La parabole est limpide, à défaut d'être subtile : c'est la gueule de bois d'un pays que nous propose de suivre Andrew Dominik, celle des Etats-Unis des bas-fonds, de l'underworld des petits criminels, des pouilleux économiquement asphyxiés par les révolutions de palais se jouant dans des sphères trop hautes pour qu'elles ne puissent être perçues autrement que comme un bruit de fond, un environnement sonore quotidien mais finalement inaudible. Et ce n'est pas l'éventuelle élection de son premier président noir qui bouleversera l'inertie mortifère des ghettos américains : l'horizon n'y existe pas, ses hommes ne peuvent que y attendre la mort, nécessairement proche, nécessairement violente. On a parfois invoqué Tarantino pour parler du film de Dominik, mais s'il fallait se plier au jeu des comparaisons hâtives et superficielles, j'aurais davantage tourner le regard du côté de David Simon et de the Wire : en effet, même manière de filmer ses paysages urbains laissés à l'abandon comme des ruines post-apocalyptiques, même sensation d'hébétement et de stupeur de vivre chez leurs personnages, une volonté farouche de se refuser à porter tout jugement moral envers eux...

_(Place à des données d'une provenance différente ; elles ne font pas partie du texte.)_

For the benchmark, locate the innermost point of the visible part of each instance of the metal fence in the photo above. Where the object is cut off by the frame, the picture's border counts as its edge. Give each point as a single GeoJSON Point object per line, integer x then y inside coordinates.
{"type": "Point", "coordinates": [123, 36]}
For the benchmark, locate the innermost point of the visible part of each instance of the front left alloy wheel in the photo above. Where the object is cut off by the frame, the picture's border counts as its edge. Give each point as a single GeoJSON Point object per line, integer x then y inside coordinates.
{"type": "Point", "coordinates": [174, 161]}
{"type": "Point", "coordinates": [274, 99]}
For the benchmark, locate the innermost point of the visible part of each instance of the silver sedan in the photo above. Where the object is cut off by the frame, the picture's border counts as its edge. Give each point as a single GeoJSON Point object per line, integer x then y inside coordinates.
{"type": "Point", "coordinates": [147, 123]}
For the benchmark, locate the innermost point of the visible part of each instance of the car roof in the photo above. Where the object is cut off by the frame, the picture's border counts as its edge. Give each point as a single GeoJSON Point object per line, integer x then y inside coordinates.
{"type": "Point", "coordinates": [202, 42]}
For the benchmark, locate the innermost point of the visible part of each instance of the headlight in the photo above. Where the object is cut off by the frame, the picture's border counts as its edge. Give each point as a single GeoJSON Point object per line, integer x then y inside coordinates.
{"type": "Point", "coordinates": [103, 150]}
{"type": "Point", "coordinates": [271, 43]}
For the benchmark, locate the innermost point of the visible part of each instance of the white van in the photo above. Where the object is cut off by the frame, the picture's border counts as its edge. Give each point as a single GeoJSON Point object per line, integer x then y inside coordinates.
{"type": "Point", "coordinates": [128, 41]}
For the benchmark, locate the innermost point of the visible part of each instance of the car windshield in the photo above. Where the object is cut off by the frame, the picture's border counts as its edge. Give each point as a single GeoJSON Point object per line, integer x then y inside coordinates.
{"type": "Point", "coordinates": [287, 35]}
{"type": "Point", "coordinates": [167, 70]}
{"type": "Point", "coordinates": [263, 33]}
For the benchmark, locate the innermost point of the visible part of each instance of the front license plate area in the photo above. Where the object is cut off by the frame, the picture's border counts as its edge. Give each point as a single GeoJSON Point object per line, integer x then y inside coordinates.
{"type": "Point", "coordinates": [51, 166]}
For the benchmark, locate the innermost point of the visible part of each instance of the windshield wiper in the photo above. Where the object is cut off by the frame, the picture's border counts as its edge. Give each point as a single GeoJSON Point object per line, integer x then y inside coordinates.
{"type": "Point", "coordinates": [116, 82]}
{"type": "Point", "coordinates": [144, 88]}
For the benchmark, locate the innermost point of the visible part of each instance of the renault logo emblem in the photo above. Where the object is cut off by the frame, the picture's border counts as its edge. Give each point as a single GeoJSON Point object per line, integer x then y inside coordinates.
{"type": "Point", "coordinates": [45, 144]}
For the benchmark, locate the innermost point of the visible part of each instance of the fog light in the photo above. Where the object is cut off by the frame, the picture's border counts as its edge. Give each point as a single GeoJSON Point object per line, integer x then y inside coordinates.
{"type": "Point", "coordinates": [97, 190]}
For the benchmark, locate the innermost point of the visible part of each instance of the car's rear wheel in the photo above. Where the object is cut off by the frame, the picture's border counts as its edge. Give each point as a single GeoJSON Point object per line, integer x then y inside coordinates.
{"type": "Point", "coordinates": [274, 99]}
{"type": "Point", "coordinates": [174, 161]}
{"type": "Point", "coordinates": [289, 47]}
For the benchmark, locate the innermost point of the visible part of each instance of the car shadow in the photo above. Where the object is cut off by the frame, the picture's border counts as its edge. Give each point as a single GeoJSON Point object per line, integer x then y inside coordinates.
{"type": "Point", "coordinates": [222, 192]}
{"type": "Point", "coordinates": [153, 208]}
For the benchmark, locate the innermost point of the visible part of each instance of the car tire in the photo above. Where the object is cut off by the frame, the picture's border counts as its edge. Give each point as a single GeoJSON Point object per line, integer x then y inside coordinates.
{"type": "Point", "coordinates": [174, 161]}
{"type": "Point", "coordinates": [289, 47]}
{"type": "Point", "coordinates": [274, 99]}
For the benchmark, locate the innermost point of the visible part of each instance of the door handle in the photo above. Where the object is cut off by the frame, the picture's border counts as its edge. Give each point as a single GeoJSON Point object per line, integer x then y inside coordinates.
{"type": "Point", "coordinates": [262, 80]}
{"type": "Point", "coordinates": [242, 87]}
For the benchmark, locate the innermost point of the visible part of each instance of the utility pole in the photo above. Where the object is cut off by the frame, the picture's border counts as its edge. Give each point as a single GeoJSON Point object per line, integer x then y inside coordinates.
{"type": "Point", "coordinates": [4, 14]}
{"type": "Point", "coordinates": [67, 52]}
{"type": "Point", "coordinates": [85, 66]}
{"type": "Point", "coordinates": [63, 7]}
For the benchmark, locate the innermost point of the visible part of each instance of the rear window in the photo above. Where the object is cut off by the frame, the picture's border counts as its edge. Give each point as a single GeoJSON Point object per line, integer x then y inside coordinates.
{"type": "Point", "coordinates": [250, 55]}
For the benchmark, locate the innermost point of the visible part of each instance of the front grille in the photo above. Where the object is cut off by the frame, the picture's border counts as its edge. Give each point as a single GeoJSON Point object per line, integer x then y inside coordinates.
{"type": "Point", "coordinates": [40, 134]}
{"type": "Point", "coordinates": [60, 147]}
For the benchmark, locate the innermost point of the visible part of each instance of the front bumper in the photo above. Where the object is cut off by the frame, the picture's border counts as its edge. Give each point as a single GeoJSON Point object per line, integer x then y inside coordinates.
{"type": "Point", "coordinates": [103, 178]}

J'avais trouvé de la matière à m'enthousiasmer. Mais c'était oublier le fait qu'Andrew Dominik avait réalisé l'Assassinat de Jesse James, sommet cinématographique de l'esthétique de la coquille vide. Des effets de mise en scène poseurs donc, aussi nombreux qu'inutiles, viennent parasiter un film qui avait du potentiel. Les insuffisances du metteur en scène ne sont toutefois pas les seules à jouer en défaveur de ce Killing Them Softly, Dominik étant bien épaulé par son producteur éxécutif, et accessoirement acteur principal, Brad Pitt, tout simplement trop glamour pour la fange (ou alors, pas assez bon) : à chacune de ses apparitions, et tandis que le reste du casting est plutôt très bon, on ne le voit rien faire d'autre que jouer aux gangsters, ne parvenant jamais à habiter son personnage, incapable d'être autre chose que lui-même, à savoir Brad Pitt, superstar hollywoodienne.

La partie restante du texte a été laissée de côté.